What does good look like?
There’s a lot of research out there. A daunting amount, in fact. In the last few years, it’s become accepted as fact that annual appraisals are a broken, clunky mess and that shifting to a continuous model with real-time feedback is far more valuable. But it doesn’t hurt to understand the general themes before you get to the specifics. Start with the heavy hitters: Bersin by Deloitte , this CEB report, and our very own Stuart Hearn’s eBook.
Aim for a list of bullet points capturing the proofs and research that seem to match your own situation. You’ll get a) a handful of killer facts to drop nonchalantly into the right meeting and b) the building blocks of a strategy. We all know that a bit of science is a powerful ally: it will help with key stakeholders and it’ll be a handy resource to have when you do start meeting with salespeople.
Our own take on this, after digesting more articles and whitepapers than any human should reasonably be asked to get through, boils down to two key points:
- Performance management models need to be extremely simple.
- The most powerful driver of performance improvement is quality conversation and clear goals supplemented by real-time feedback.
What are managers and employees telling me they need?
There’s more detail on this in Chapter 2, but it’s worth stating and restating: the most important consideration with software is adoption. Will people actually use it?
Try to spend some time talking to future users about what they need, what they’d like and what they hated about systems in the past. You can do this face-to-face but a quick survey (SurveyMonkey, for example, is free to use) will make the whole process much easier and quicker. You’ll probably end up with a whole messy pile of “I wants” and “I hates” but you should be able to detect the common themes and messages. These can feed into your strategy and give a bit of shape to things.
Can I articulate what we need?
Time to start writing. Again, bullet points or a one-pager are enough at this stage, but you need to start shaping your model. What vision am I building for performance management at my organisation? What really came out in my survey? This can really help to crystallise your own thoughts.
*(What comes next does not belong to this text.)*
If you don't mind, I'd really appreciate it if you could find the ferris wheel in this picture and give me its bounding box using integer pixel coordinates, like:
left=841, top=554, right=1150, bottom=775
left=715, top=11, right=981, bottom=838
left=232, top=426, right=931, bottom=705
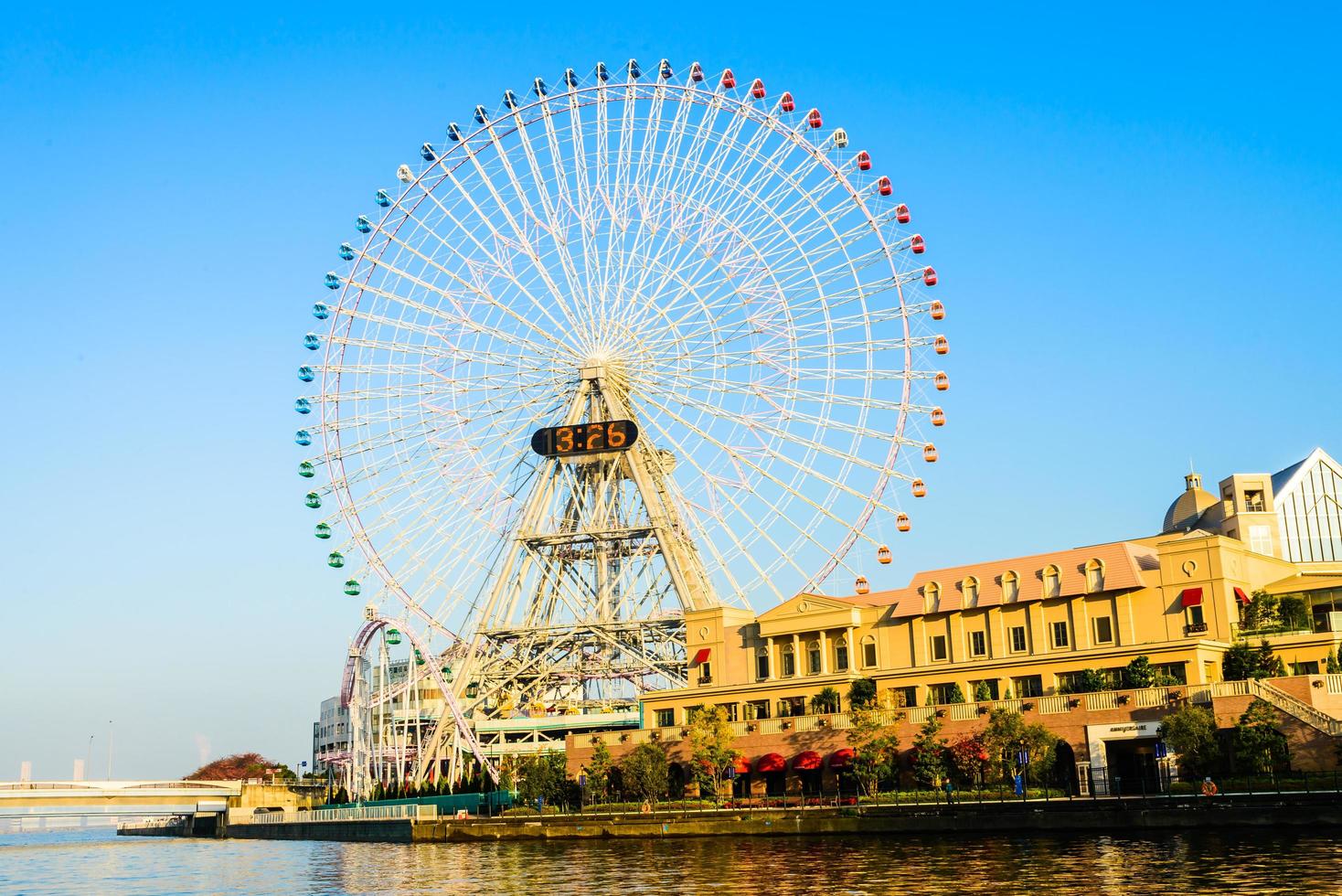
left=295, top=59, right=949, bottom=706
You may find that you’re starting to get an idea of a core need and be able to distinguish between that and the nice to haves. Remember: this isn’t about functionality so much as what you want to achieve with this. And yes, of course “effective performance management” is what we ultimately want to achieve: that’s the end goal. This is about exploring the “how” that sits below the “what”. This is about finding the pillars that will prop up the house.
It’s also a really useful way to start building out a deck for key stakeholders. Some of our customers needed absolutely no sell-in to senior leadership. Most did. We do have some resources, including unbranded slides, that can help with this.
To give you some context, the core needs we hear about most often are:
- The requirement for ‘meaningful performance conversations’;
- ‘Visibility and insight into performance management across the organisation’;
- ‘A simple, agile way of doing performance management in the flow of work’;
- ‘Driving a culture of real-time feedback’.
Once you have a core need established, you’ll have a definitive way to judge the strengths and weaknesses of the software you see.